Amazon CloudFront Could Be the Ford Model T of Content Delivery
There's a good chance we'll look back in a few years and see CloudFront has transformed content delivery networks much as Ford transformed cars, by making them affordable to many more businesses.
Thu, November 20, 2008
CIO — Amazon announced on Tuesday a new S3-based service called CloudFront.
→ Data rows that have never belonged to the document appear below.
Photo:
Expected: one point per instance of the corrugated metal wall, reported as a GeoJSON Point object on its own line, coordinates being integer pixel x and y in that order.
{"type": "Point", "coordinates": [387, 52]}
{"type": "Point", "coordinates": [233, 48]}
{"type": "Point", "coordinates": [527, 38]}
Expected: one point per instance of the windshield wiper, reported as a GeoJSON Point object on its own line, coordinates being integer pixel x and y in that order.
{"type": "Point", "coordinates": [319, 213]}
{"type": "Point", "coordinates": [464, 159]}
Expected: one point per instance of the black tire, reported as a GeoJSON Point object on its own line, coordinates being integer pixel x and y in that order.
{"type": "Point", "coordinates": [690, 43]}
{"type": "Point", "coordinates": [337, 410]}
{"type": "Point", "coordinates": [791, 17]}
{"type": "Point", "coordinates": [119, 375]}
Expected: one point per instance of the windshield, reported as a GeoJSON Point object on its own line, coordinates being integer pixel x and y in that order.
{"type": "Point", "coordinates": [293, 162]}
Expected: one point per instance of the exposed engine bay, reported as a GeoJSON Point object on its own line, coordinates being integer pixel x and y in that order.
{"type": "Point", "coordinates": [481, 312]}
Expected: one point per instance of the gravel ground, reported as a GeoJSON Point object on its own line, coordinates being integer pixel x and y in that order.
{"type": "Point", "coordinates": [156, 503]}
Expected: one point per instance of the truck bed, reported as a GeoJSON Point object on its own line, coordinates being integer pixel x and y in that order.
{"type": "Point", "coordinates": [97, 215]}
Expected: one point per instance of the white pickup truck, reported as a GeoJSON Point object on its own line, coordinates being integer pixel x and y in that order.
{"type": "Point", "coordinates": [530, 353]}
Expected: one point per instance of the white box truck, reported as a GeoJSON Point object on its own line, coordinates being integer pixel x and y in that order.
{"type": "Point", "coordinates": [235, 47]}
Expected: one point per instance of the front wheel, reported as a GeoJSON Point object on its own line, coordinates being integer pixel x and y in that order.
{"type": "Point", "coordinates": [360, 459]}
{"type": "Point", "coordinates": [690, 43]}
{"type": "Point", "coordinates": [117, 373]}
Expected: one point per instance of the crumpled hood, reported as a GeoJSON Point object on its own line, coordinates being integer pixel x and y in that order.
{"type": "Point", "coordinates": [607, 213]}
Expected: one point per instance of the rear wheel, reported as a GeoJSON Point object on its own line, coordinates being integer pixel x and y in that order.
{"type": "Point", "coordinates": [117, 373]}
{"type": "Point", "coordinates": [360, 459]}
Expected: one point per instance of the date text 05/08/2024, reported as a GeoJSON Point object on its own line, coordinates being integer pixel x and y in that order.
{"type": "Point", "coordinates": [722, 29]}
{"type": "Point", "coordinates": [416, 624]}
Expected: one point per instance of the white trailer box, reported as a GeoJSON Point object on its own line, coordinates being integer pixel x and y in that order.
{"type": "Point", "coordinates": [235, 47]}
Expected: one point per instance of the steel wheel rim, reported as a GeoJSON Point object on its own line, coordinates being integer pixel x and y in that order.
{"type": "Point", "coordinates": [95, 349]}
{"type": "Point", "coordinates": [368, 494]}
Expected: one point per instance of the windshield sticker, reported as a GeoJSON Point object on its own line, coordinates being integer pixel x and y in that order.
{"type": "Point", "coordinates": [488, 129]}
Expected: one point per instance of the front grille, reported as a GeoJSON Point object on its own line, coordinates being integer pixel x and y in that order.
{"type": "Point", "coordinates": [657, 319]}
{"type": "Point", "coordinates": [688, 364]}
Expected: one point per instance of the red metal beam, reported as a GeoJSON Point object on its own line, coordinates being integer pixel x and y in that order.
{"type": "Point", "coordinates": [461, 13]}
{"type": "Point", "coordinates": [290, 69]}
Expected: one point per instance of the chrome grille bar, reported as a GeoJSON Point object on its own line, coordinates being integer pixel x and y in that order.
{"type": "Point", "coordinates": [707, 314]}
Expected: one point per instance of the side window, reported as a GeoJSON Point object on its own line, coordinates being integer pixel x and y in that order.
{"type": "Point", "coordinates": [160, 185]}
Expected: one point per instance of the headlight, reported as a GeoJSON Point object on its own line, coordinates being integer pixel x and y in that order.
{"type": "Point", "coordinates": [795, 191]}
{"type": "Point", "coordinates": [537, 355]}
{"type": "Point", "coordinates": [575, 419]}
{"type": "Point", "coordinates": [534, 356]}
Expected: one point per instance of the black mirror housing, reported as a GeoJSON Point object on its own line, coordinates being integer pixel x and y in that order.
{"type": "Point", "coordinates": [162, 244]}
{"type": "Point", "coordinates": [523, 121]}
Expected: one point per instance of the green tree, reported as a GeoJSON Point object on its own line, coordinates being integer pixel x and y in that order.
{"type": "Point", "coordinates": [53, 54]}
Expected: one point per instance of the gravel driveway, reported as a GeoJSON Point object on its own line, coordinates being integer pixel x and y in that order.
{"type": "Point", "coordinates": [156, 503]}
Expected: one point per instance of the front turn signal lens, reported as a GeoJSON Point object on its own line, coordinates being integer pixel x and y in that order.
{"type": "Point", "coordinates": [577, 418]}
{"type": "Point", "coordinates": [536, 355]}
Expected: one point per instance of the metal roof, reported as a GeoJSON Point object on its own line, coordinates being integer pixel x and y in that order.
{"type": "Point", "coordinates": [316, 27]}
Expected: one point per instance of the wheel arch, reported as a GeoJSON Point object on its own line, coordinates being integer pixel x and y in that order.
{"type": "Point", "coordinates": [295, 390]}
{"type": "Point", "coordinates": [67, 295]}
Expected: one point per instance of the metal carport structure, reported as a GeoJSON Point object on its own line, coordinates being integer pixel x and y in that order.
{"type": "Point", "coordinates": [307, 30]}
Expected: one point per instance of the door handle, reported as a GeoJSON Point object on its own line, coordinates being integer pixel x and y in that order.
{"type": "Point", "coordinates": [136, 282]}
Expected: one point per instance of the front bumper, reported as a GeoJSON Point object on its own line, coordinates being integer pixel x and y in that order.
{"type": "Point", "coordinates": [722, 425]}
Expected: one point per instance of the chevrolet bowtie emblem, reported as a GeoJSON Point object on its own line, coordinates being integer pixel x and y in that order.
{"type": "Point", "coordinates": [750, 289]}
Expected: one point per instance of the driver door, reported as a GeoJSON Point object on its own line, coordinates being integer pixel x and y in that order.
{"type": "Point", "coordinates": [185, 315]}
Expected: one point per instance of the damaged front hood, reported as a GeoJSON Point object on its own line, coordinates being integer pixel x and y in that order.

This content delivery network that aligns with the philosophy of Amazon's cloud services: easy to get started, incremental measurement of use, and pay-by-the-drink pricing.
You put a file (i.e., content of some sort, for example, an image file) into S3, create a distribution that, you guessed it, distributes copies of that file from the originating S3 location, and then put links to the object in your web application using the distribution name. Amazon then arranges to move copies to its edge locations across the United States, Europe and Asia.
Easy-peasy, eh?
A lot of discussion about the service has, as you might expect, gone on in the blogosphere. One interesting posting by Dan Rayburn, Principal Analyst at Frost and Sullivan, is titled "Why Amazon's CDN Offering is No Threat to Akamai, Limelight or CDN Pricing." It's a pretty interesting piece and argues against those who, apparently, believe CloudFront will decimate the major CDN networks. Rayburn points out some reasons why CloudFront is no threat to the incumbents:
1. It doesn't have the reach they do: They have zillions of machines scattered around the globe located inside ISPs. By contrast Amazon has an unknown number of machines in a limited number of locations, all of which are Amazon data centers. Rayburn doesn't say this, but this means content retrieval requires an additional hop from the end users ISP to the Amazon location.
2. The incumbents aren't interested in the customers Amazon is targeting. The incumbents want customers who are ready to spend hundreds or thousands of dollars per month. It's not economically feasible for them to deal with a customer who might spend $100 or so per month.
3. At really large scale, Amazon's pricing is actually more expensive than the incumbents, who can offer big discounts for high usage.
Rayburn then points out that markets aren't homogenous; both Hyundai and BMW sell cars, but really don't compete.
He's right to dismiss the postings that posit CloudFront as a threat to Akamai or Limelight. Someone with huge content delivery needs that come from all over the world would find CloudFront inadequate, perhaps laughably so. However, I think he sells the impact of CloudFront short, relegating it to a Hyundai role (leaving aside the fact that many people purchase BMWs to send a message about their prosperity or self-regard, which is a less powerful motive in most business settings—not that many companies are going to be willing to spend significantly more just to tell people that they use Akamai).